December 13 — 6:49 pm, 2004

District prepares to take “Corrective Action”

In 2003, 160 Philadelphia schools were labeled with the lowest possible status under the No Child Left Behind law – "Corrective Action II." Schools in that category, having failed to meet performance targets for five years in a row, were supposed to develop a plan, with parent and staff input, for management restructuring. This could mean taking steps like replacing the teaching staff, charter conversion, or privatization of management.

After test score gains last spring, the number of schools in Corrective Action II is down to 72 (all but two of those for the second year). And after a protracted silence about what restructuring plans were in the works at the District or state level, the School District has announced a new program affecting the 72 schools in Corrective Action II status.
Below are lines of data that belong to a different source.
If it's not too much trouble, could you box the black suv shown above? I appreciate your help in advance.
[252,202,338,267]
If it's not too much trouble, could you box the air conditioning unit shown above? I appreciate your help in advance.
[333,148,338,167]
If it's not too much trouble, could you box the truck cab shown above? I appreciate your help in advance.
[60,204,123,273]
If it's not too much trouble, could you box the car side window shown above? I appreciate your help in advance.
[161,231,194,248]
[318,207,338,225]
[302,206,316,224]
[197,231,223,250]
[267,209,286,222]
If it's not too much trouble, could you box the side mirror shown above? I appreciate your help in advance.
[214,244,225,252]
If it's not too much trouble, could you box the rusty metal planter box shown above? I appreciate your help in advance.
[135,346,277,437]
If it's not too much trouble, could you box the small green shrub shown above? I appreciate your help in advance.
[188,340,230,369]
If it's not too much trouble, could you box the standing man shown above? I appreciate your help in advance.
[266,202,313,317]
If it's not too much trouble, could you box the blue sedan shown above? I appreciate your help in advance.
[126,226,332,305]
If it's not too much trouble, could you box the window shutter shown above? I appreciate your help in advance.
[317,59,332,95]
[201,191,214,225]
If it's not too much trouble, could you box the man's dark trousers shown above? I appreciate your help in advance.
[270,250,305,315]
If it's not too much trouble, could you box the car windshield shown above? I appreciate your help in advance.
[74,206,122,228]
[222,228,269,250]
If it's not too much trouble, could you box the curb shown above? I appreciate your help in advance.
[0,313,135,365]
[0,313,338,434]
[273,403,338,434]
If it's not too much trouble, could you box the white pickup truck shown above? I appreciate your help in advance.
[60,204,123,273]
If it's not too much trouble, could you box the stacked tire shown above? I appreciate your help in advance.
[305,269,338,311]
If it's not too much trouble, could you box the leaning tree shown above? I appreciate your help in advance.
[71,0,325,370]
These schools will be getting "supports and interventions" on four different levels, according to Chief Academic Officer Gregory Thornton. The first three levels are:

  • support from regional offices,
  • "focused interventions" from the District’s central office, and
  • "schoolwide assistance teams" that go out and meet directly with school staff.

Thornton explained that the fourth level, called "Corrective Action and Review," will involve major changes reserved for "schools that have not responded to these other interventions." The Corrective Action and Review initiative will be led by Deputy Chief Academic Officer Creg Williams, who now heads the District’s high school office.
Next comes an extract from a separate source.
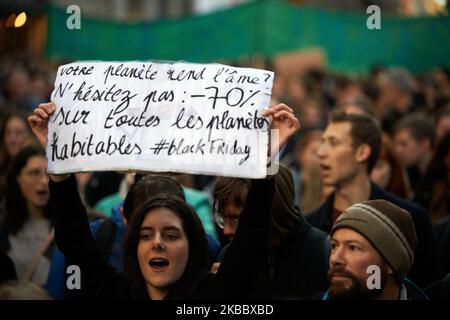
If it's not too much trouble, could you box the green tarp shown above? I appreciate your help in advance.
[47,1,450,73]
Plans will be developed by a team including central office administrators, other educators, union representatives, and District legal staff, Thornton said.
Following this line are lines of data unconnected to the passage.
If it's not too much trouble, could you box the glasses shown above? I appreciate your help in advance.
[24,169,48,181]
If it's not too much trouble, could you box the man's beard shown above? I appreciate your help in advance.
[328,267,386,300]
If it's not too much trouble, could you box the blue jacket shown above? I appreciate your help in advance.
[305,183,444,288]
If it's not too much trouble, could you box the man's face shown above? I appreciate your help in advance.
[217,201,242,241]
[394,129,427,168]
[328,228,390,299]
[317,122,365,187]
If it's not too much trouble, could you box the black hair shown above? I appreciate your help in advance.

Noting that many of the Corrective Action II schools have been troubled for years, Thornton added, "We’re not waiting for the state to tell us what to do with these schools. We have a moral obligation to the students at those schools." Of the 72 schools now in Corrective Action II, 29 were previously privatized or restructured in 2002 as part of the state takeover.

Seventy additional District schools are categorized as "Making Progress" but will be back in Corrective Action II status if they fail to meet performance targets in 2005.